三,攻击对方最薄弱的地方,狼好像浑身上下没有缺点,唯一让他遗憾的似乎就是脸上的印记和原形。
可是胡淼淼盯着那张脸欲言又止半天,愣是没有把伤人的话说出口,毕竟……那张脸长得不赖,有点印记显得更加迷人了是怎么回事儿。
胡淼淼将表情写着脸上,最了解她的人又怎会不知?
他状似不经意地摸了摸眼睑下的那个印记,“你上次说的不在意是安慰我的吗?”
胡淼淼一愣:“什么?”
“这个印记,很丑。
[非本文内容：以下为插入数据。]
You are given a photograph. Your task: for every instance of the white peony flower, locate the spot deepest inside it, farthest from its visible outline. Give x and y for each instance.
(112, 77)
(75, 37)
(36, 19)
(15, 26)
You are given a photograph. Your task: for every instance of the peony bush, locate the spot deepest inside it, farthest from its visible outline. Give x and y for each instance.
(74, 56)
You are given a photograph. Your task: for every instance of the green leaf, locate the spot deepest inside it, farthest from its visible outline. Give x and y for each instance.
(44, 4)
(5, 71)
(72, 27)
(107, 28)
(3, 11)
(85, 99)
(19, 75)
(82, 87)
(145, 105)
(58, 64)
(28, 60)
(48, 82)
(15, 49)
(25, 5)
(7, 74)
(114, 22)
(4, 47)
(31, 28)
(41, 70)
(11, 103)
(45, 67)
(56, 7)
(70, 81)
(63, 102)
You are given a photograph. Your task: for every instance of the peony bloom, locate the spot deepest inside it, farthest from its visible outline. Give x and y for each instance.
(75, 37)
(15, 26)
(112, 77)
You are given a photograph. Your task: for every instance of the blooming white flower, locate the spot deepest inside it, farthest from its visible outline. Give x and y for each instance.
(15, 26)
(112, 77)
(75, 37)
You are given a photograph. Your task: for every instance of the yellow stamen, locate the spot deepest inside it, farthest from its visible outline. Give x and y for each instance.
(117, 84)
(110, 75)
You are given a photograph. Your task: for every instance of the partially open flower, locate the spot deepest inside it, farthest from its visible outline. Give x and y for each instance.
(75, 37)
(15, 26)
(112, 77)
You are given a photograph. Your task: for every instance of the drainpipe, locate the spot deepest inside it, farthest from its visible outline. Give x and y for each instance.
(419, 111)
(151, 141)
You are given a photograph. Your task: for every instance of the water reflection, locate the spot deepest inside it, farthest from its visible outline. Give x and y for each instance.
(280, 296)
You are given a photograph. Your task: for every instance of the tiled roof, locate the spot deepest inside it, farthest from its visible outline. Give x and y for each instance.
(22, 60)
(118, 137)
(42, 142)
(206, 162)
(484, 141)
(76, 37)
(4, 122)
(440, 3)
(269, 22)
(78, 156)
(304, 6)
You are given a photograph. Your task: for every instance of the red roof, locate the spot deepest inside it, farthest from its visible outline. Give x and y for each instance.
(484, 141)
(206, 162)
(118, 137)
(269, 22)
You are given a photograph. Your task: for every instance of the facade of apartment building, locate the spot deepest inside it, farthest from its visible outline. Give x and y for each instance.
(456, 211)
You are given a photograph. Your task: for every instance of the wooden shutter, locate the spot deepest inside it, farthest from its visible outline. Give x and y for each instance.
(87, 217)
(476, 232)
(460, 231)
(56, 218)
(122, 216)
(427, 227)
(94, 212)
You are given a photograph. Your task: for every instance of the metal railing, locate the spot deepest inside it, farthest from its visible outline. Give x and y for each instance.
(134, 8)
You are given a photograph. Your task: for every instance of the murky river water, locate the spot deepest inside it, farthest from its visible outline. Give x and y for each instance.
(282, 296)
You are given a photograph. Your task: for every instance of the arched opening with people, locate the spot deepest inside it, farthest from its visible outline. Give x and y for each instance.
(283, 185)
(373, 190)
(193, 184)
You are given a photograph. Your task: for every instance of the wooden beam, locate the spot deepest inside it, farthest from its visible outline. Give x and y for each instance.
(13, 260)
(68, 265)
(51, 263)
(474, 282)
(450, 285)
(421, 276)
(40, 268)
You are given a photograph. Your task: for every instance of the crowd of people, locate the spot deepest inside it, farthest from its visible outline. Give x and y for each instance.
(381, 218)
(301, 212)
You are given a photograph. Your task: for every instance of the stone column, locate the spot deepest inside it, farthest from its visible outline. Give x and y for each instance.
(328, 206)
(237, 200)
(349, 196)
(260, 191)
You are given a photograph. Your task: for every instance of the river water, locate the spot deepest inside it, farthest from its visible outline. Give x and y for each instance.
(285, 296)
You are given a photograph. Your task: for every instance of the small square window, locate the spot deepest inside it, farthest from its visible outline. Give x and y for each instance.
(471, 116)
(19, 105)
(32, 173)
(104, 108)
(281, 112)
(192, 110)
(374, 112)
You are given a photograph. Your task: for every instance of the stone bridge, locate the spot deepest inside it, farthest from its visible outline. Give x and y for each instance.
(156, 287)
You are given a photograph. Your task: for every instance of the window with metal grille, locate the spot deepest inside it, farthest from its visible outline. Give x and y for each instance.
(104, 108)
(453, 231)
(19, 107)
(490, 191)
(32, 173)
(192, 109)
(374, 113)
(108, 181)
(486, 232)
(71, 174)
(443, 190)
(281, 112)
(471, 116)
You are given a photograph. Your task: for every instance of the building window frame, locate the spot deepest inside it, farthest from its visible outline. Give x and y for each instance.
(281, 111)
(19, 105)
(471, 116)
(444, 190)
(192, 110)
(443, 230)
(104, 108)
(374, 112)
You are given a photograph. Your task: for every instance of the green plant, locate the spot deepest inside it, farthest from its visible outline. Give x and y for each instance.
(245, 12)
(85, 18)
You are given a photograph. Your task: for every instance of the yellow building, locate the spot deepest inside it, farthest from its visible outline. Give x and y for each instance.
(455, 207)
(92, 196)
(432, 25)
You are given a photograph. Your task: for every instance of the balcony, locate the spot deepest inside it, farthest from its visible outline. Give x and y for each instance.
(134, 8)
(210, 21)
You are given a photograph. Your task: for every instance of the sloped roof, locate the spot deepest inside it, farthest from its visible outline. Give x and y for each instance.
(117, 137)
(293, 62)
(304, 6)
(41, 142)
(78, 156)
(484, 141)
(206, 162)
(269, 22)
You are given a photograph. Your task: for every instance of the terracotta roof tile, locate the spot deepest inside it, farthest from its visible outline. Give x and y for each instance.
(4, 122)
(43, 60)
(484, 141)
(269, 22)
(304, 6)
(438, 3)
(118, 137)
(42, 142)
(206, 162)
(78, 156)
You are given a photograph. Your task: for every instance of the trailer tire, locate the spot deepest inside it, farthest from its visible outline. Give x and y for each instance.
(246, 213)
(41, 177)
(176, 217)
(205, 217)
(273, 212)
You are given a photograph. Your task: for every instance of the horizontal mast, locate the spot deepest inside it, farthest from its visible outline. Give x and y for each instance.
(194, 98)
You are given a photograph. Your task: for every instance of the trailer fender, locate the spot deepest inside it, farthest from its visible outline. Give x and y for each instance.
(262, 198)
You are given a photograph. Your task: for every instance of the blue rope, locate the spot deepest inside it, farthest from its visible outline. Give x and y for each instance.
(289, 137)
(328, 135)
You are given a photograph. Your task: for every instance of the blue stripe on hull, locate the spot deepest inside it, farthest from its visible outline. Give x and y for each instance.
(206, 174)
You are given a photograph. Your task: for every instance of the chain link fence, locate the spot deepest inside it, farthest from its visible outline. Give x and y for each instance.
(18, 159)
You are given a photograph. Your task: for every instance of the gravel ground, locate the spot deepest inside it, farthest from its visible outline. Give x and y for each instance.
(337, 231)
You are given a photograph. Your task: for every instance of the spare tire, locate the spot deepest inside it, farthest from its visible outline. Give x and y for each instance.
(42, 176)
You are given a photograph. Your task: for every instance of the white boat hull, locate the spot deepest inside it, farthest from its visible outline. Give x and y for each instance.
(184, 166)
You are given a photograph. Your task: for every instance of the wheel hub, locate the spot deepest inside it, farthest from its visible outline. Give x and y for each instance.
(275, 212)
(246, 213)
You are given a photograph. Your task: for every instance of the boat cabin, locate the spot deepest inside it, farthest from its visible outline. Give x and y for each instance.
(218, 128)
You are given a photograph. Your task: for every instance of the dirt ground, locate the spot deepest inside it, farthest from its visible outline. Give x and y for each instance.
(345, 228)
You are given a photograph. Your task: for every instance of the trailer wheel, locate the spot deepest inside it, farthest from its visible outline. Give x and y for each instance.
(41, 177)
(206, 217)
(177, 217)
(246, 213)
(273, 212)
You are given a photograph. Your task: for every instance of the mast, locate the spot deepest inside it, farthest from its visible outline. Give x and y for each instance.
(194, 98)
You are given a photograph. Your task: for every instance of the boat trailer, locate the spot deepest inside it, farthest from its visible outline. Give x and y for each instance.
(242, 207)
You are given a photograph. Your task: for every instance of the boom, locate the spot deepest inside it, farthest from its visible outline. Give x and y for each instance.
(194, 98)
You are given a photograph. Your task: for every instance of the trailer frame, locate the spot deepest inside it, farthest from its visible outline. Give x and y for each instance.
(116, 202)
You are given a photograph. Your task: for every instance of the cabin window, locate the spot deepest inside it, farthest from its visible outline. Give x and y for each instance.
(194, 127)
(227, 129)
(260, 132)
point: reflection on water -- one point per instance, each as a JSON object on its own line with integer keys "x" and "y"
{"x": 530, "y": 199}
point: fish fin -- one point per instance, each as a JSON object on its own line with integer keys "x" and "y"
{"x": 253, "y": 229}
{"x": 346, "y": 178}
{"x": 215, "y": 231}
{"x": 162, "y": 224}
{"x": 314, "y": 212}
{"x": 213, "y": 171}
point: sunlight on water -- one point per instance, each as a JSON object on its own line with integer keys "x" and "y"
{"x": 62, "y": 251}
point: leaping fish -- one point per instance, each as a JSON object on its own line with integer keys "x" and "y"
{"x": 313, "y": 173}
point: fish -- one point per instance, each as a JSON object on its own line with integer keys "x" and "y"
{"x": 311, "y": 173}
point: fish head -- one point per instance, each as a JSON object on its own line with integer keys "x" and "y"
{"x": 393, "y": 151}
”君泽琛指腹用力,那块皮肤很快就红了,再用力一点就会抠破皮肤,原本要给他一点颜色瞧瞧的胡淼淼立即急了,一把按住他的手,大声说:“不丑,好看死了!不许抠,你怎么样我都喜欢!”
话音刚落,气氛倏然寂静。
突如其来的表白让一狼一狐四目相对。
两个都不是人的生物倏然统统被打回原形,纷纷背过身体,用尾巴对着彼此。
小黑狼翘翘尾巴,语气谈定,“尾巴有些痒。”
“我……我也是,我给你挠挠。”
蓝白色的小狐狸没回头,两只爪子抱着毛绒绒的大耳朵,胡乱地伸出尾巴向后一顿拍。
狐毛满天飞,洋洋洒洒掉在小黑狼的狼毛上,狼毛纯黑,所以更为醒目。
他把自己扭成s形,用狼爪一点点将狐毛捡起来,藏在身下,“对了,你刚才一直盯着我想说什么?”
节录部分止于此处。